Artifactory is convenient when you need many formats in one place and unified policies: Maven, npm, Docker and more. GitLab Packages is often chosen when GitLab is already the development center and you want packages close to repositories and pipelines. Harbor is selected primarily for containers where image scanning, signing and runtime control are important.
What settings matter most for Maven in an artifact repository?
For Maven it’s critical to configure a mirror so all builds pull only through your repository rather than different external sources. Separate hosted repositories for releases and snapshots and enable forbid-overwrite for releases. Also treat plugins, BOMs and parent POMs with the same rigor as libraries—they affect build results too.
What must be done for npm to make builds reproducible?

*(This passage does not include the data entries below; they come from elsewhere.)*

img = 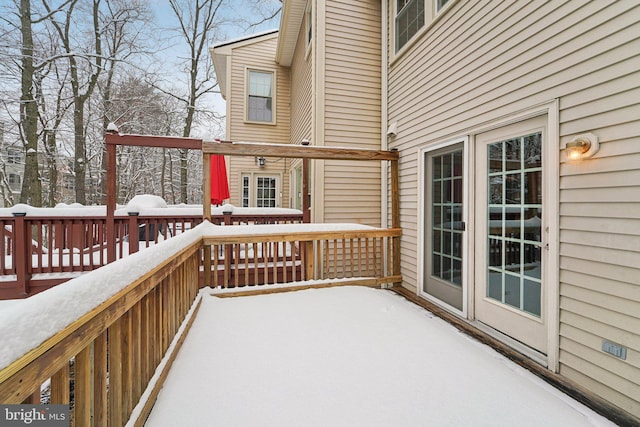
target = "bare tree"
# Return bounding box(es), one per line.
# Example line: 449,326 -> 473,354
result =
42,0 -> 103,204
241,0 -> 282,30
169,0 -> 224,203
98,0 -> 151,203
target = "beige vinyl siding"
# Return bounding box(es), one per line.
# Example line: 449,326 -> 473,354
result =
291,16 -> 313,149
324,0 -> 382,226
228,37 -> 290,207
389,0 -> 640,417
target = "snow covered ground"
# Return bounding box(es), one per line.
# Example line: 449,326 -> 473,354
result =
146,287 -> 614,427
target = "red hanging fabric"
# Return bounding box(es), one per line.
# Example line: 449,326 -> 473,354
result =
210,154 -> 229,205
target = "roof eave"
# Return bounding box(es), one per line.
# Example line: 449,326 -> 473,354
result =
276,0 -> 306,67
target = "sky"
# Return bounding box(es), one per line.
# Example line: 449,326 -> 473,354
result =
145,286 -> 614,427
150,0 -> 280,140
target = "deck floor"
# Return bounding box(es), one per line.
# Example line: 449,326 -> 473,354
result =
146,287 -> 614,427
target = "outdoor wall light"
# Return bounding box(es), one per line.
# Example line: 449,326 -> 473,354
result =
565,133 -> 600,160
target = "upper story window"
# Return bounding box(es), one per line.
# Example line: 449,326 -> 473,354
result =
395,0 -> 424,52
304,3 -> 313,47
7,149 -> 22,164
9,173 -> 21,191
246,70 -> 275,123
392,0 -> 454,53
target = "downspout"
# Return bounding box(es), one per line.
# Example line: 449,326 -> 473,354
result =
380,0 -> 390,228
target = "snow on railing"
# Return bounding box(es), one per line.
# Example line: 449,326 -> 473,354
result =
0,204 -> 302,299
0,223 -> 402,426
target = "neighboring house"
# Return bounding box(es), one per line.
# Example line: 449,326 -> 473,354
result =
214,0 -> 640,420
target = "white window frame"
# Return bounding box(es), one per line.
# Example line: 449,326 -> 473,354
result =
393,0 -> 428,54
239,172 -> 282,208
388,0 -> 458,63
244,67 -> 278,125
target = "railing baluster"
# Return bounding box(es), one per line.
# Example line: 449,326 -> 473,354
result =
50,362 -> 70,405
371,237 -> 378,277
107,318 -> 124,426
253,243 -> 260,285
74,344 -> 93,426
244,243 -> 249,286
93,331 -> 107,426
233,243 -> 240,288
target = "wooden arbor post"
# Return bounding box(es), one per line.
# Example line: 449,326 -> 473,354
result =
105,129 -> 202,262
202,141 -> 400,284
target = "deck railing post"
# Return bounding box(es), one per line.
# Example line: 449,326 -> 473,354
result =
13,212 -> 31,296
390,154 -> 401,276
128,212 -> 139,255
222,211 -> 233,225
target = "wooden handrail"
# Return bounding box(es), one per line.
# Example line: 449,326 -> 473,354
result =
203,227 -> 402,288
0,240 -> 202,426
0,213 -> 303,299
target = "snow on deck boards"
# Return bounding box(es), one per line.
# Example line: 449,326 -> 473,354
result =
146,286 -> 614,427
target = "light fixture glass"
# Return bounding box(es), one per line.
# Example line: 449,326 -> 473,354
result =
565,133 -> 600,160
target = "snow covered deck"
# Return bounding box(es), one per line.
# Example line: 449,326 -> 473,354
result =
146,287 -> 614,427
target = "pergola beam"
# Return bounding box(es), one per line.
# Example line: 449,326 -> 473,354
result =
202,141 -> 398,161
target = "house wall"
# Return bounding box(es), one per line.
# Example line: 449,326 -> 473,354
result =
291,22 -> 313,149
227,36 -> 290,207
322,0 -> 382,226
388,0 -> 640,417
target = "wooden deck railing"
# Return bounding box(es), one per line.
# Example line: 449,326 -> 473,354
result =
0,213 -> 302,299
204,229 -> 401,288
0,224 -> 402,426
0,237 -> 202,426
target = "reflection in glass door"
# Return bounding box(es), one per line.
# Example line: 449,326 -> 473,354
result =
423,144 -> 464,310
474,116 -> 549,355
486,132 -> 542,317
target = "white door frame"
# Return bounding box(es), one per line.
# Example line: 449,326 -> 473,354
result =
417,136 -> 470,317
416,99 -> 560,372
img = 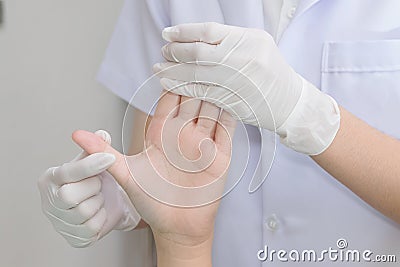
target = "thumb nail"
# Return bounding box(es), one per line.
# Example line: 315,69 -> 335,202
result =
95,130 -> 111,145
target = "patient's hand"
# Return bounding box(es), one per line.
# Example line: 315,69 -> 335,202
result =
73,93 -> 236,258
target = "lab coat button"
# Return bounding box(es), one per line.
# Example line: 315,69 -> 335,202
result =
265,214 -> 279,231
288,6 -> 297,19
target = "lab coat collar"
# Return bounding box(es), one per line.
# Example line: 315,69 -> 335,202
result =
293,0 -> 321,20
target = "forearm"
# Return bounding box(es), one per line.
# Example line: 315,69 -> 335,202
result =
154,234 -> 213,267
312,108 -> 400,223
128,109 -> 151,229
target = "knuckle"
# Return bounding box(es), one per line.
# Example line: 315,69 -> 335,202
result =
85,211 -> 105,233
56,184 -> 76,205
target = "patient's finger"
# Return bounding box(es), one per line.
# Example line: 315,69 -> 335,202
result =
154,90 -> 181,118
196,101 -> 221,139
215,111 -> 236,152
177,96 -> 201,122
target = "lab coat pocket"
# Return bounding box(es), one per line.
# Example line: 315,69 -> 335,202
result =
321,40 -> 400,138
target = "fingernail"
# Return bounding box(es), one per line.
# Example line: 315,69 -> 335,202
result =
95,130 -> 111,145
153,63 -> 161,72
100,153 -> 116,166
162,26 -> 179,42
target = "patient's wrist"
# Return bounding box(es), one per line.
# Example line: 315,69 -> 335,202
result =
154,234 -> 213,267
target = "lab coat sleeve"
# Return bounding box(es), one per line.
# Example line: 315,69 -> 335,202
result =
97,0 -> 170,113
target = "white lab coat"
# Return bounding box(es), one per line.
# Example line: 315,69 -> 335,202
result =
98,0 -> 400,267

The most common cause of non-reproducible builds is missing or ignored lockfiles. Keep the lockfile in the repository and update it deliberately. For internal packages, use private scopes and forbid republishing the same version so the dependency history doesn’t "drift".
How to handle Docker images: tags, digests and base images?
Tags are the main trap because they can be overwritten even when they look like versions. Pin base images by digest so builds always use the same base image, and use tags only as convenient labels, not guarantees. Store images in your own registry so a release can be deployed without rebuilding or internet access.
How can I quickly check that dependency control actually works?
Disable internet access for a CI agent, leave access only to your repository, clean the local cache and build from scratch. If the build succeeds and resulting artifacts match by version and hashes, control works. If not, there are still direct downloads, floating versions or unpinned tags.